Terence Mann: Ray, people will come Ray. They'll come to Iowa for reasons they can't even fathom. They'll turn up your driveway not knowing for sure why they're doing it. They'll arrive at your door as innocent as children, longing for the past. Of course, we won't mind if you look around, you'll say. It's only $20 per person. They'll pass over the money without even thinking about it: for it is money they have and peace they lack. And they'll walk out to the bleachers; sit in shirtsleeves on a perfect afternoon. They'll find they have reserved seats somewhere along one of the baselines, where they sat when they were children and cheered their heroes. And they'll watch the game and it'll be as if they dipped themselves in magic waters. The memories will be so thick they'll have to brush them away from their faces. People will come Ray. The one constant through all the years, Ray, has been baseball. America has rolled by like an army of steamrollers. It has been erased like a blackboard, rebuilt and erased again. But baseball has marked the time. This field, this game: it's a part of our past, Ray. It reminds of us of all that once was good and it could be again. Oh... people will come Ray. People will most definitely come.

-Field of Dreams, 1989

 The Guardian:
A New York City man is on a mission to flush the cremated remains of his lifelong friend – a plumber – down ballpark toilets around the US. 
Tom McDonald told the New York Times that it’s a fitting tribute for Roy Riegel.

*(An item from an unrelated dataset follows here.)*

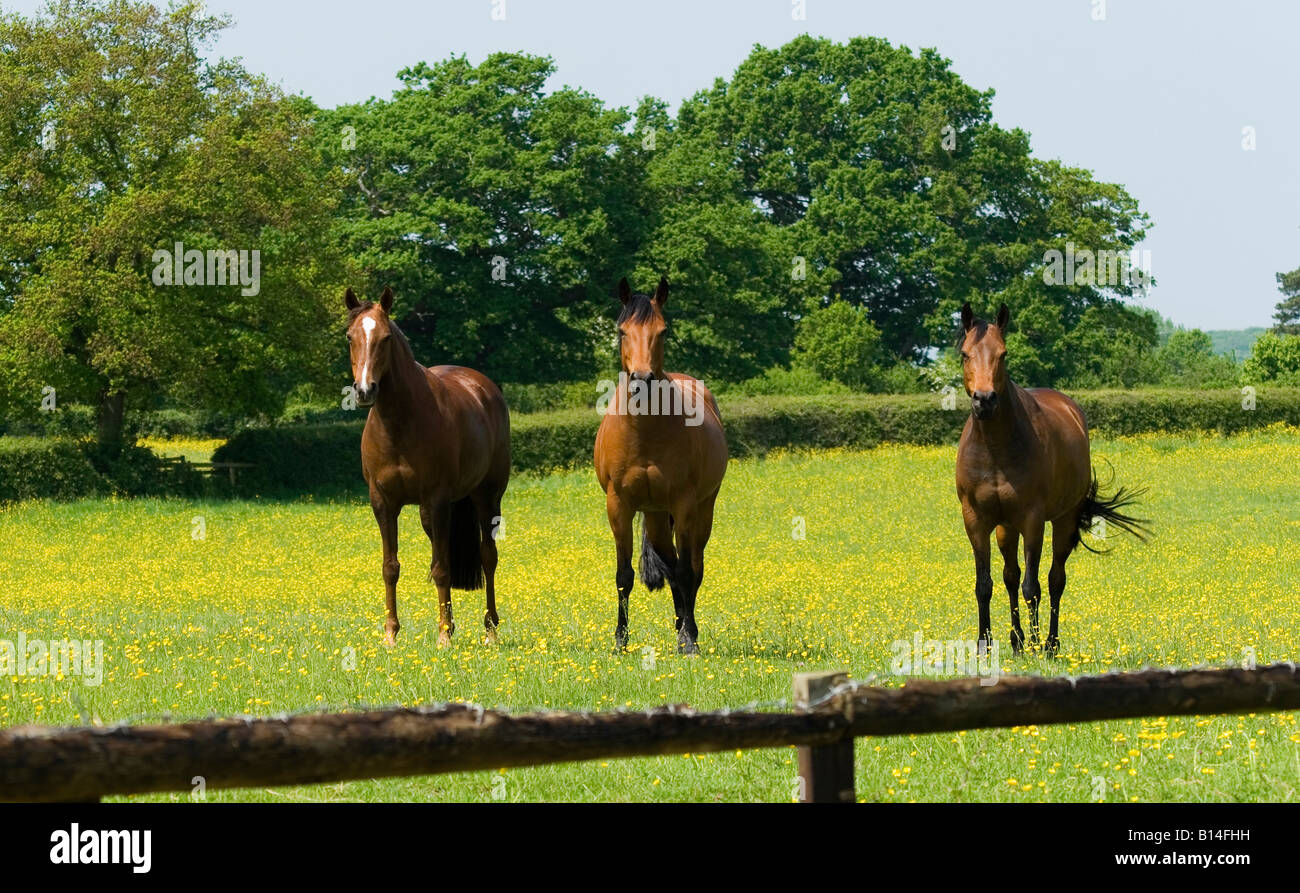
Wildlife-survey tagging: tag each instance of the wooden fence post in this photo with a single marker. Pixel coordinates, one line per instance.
(826, 772)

The two baseball fans were childhood friends in Queens, not far from – appropriately – Flushing Meadows, where the Mets play. 
Like baseball, this endeavor has rules. The game has to be in progress when McDonald sprinkles the ashes into the toilet. So far, he’s completed his task at 16 stadiums.
And, like all things of the New Age, the story ends in North Carolina:
McDonald has enough ashes left for one more tribute. He hopes to do it at Durham Athletic Park in North Carolina, where the 1988 baseball movie Bull Durham was filmed.
But what if the team gets a new stadium? 

"Can I have that toilet seat?"

Annie Savoy: [narrating] Walt Whitman once said, "I see great things in baseball. It's our game, the American game. It will repair our losses and be a blessing to us." You could look it up.